Once again, no matter how I try, I can't be cynical enough for the 21st century, it seems.
And neither can our president, perhaps. The subtitle for the piece is "the billionaire brothers who are waging a war against Obama." This Sunday Frank Rich took up that theme in the TImes, adding a lot of shocking details, and concluding:
When wolves of [Rupert] Murdoch’s ingenuity and the Kochs’ stealth have been at
the door of our democracy in the past, Democrats have fought back
fiercely. Franklin Roosevelt’s triumphant 1936 re-election campaign
pummeled the Liberty League as a Republican ally eager to “squeeze the
worker dry in his old age and cast him like an orange rind into the
refuse pail.” When John Kennedy’s patriotism was assailed by Birchers
calling for impeachment, he gave a major speech denouncing their “crusades of suspicion.”And Obama? So far, sadly, this question answers itself.

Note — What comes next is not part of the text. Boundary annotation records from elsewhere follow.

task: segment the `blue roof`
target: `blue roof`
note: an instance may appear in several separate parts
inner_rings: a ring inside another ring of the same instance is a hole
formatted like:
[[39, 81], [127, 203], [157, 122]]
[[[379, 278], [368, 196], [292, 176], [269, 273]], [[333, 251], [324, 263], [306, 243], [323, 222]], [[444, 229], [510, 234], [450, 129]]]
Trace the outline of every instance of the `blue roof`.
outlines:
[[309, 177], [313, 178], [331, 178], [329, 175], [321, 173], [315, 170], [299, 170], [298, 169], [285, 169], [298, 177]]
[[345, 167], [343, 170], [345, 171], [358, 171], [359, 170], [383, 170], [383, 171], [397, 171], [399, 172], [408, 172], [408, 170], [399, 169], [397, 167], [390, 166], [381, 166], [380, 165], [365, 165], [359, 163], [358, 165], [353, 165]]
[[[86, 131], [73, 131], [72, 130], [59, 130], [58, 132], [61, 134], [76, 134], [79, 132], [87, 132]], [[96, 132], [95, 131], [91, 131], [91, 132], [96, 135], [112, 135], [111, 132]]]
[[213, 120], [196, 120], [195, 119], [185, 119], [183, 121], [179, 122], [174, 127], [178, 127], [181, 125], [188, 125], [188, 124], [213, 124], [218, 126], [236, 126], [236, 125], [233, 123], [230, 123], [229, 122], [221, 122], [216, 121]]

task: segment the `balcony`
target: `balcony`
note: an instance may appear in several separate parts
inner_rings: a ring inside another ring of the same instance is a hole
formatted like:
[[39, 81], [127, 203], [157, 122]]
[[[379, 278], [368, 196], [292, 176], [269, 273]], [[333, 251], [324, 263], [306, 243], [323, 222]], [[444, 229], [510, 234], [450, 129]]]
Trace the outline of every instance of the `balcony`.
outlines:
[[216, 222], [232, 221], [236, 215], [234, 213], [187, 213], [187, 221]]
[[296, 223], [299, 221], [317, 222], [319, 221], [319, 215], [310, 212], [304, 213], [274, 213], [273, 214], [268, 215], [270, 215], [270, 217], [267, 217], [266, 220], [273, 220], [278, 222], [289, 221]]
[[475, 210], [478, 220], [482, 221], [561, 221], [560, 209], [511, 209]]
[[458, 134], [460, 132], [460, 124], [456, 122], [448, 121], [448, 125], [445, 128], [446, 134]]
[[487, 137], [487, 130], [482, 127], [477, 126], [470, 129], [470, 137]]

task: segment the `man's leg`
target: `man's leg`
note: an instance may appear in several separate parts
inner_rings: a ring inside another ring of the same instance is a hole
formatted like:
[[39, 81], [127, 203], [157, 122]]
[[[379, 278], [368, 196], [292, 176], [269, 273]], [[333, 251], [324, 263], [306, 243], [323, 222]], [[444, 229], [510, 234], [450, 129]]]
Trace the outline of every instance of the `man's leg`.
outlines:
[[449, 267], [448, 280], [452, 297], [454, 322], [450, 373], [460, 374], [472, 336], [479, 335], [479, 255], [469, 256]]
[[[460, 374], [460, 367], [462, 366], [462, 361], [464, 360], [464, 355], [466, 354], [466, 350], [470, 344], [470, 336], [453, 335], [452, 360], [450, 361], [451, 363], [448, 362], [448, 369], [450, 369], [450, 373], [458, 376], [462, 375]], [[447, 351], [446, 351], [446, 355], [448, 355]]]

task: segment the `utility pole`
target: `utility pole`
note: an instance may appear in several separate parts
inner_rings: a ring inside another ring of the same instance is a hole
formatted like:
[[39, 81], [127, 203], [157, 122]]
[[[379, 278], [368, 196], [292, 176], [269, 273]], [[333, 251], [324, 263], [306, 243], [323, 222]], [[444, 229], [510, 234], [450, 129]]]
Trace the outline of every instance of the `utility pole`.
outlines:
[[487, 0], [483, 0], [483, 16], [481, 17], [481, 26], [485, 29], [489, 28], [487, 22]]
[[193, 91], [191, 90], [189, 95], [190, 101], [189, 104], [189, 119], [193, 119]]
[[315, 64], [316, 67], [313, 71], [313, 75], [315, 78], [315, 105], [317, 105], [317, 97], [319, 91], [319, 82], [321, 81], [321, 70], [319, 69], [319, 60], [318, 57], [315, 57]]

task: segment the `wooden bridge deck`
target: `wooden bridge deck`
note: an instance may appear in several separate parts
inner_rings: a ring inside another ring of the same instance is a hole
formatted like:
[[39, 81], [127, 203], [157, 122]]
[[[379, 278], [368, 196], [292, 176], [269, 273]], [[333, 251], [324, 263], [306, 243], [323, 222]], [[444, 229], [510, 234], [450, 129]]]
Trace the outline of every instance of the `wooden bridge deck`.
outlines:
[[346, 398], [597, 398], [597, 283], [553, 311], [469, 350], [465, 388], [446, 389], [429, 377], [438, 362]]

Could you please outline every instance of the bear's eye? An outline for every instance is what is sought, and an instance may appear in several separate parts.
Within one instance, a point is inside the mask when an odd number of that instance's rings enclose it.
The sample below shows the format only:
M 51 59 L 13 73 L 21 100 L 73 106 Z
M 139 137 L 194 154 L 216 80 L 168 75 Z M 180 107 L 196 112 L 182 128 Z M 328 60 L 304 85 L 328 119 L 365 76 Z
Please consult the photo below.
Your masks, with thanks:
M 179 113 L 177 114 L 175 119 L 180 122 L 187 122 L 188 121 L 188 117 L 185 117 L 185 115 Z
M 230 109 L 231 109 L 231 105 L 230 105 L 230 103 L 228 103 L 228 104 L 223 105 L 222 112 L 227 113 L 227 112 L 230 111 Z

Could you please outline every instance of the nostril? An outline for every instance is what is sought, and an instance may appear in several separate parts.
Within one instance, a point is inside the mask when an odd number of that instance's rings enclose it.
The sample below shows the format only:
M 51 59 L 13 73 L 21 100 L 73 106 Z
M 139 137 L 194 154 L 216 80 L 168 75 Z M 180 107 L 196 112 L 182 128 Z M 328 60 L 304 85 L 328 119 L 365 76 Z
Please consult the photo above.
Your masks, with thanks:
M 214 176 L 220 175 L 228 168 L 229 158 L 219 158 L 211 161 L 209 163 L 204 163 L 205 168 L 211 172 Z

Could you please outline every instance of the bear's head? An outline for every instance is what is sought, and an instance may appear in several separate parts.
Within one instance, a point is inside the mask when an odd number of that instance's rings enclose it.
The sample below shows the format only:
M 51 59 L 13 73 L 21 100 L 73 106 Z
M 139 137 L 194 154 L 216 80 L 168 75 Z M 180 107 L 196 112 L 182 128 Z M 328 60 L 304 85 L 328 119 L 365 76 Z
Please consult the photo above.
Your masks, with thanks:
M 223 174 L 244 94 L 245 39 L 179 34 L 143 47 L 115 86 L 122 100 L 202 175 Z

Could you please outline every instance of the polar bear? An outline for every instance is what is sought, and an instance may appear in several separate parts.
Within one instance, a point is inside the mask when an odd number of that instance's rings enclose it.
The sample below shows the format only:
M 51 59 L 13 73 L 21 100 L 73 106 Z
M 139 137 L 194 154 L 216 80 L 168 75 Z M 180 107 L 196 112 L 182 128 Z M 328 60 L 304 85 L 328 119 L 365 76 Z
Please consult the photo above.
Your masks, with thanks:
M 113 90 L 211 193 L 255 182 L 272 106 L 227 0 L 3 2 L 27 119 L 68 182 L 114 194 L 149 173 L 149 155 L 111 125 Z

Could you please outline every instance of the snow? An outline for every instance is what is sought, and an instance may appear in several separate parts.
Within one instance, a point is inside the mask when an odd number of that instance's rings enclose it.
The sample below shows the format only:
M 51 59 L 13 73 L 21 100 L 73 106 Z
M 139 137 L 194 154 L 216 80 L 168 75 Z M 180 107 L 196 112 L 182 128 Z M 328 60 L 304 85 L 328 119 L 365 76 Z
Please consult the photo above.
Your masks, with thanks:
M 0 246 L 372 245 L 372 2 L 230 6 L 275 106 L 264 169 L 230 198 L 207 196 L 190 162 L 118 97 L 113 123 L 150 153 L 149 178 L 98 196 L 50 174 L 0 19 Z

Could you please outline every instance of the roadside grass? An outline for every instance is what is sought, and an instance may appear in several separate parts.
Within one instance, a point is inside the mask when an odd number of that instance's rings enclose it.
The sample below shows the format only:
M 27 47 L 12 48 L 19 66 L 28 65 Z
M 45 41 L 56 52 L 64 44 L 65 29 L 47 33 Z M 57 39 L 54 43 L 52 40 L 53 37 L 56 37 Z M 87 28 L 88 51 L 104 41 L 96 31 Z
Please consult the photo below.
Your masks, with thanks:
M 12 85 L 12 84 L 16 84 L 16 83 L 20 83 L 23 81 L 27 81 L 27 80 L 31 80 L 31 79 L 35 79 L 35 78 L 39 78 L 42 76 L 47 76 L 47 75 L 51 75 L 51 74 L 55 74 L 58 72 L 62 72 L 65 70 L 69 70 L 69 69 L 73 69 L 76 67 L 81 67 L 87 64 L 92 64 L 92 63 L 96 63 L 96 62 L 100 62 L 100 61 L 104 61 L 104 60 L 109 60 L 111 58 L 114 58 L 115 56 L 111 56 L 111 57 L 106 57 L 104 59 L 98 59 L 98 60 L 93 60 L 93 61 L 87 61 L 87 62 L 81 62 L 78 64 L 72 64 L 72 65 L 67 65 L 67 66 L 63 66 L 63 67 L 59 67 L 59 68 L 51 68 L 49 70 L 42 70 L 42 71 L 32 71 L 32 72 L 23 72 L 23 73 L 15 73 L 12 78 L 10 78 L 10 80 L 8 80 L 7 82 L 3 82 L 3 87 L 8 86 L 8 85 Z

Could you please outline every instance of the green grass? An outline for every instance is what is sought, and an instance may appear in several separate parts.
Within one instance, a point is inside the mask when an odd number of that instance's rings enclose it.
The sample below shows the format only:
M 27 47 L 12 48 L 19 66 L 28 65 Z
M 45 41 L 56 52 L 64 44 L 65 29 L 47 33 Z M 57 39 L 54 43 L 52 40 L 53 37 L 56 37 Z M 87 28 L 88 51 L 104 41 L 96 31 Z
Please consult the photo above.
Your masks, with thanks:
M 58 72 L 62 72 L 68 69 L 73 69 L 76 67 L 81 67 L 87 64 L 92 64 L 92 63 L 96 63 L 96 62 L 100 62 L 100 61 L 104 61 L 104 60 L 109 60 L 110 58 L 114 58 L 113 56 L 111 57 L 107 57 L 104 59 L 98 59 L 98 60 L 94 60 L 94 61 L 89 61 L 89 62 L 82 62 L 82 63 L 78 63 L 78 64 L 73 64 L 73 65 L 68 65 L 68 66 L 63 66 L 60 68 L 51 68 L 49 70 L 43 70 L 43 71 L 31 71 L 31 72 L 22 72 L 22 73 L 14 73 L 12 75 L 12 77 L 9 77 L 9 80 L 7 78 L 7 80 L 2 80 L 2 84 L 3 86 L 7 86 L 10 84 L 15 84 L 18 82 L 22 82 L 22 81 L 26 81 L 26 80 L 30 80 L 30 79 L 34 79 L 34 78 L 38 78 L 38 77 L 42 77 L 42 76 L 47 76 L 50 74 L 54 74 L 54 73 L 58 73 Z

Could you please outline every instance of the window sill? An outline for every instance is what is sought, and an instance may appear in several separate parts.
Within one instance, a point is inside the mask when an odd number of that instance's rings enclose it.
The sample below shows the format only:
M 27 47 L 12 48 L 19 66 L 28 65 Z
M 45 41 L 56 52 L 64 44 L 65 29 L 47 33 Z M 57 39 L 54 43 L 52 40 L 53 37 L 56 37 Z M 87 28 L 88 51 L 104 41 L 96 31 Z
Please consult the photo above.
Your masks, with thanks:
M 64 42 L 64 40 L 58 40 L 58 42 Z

Take a look at JFK's speech, and you'll see Rich has a point:
In the most critical periods of our nation's history, there have
always been those fringes of our society who have sought to escape their
own responsibility by finding a simple solution, an appealing slogan,
or a convenient scapegoat.
Financial crises could be explained by the presence of too many immigrants…And under the strains and frustrations imposed by constant tension and
harassment, the discordant voices of extremism are heard once again in
the land. Men who are unwilling to face up to the danger from without
are convinced that the real danger comes from within. They look
suspiciously at their neighbors and their leaders. They call for a 'man
on horseback' because they do not trust the people. They find treason in
our finest churches, in our highest court, and even in the treatment of
our water. They equate the Democratic Party with the welfare state, the
welfare state with socialism, and socialism with communism.
Sound familiar?
President Obama, your move.
“…laundering economic aims…”
That phrase, alone, deserves some sort of award for Fervid Political Obfuscation. I can only imagine what the author means by it; I’m guessing it has to do with the fearful crime of performing research that vindicates profit-making. Oh, the horror!
Concerning the Mercatus Center, you should look up the term “genetic fallacy.” You’ll find it under “common logical fallacies” on any good web site discussing errors in logic. Your entire argument here seems to be an instance.
The agitation of the left over the discovery that somebody with a small fortune (emphasis on “small”) dares to oppose them is amusing and frightening at the same time. Amusing, because it’s so infantile, frightening, because if they ever gain power they’ll certainly act on these idiotic impulses with show trials or, worse, murders. But, thanks for demonstrating, once again, that the political left is simply incapable of reason.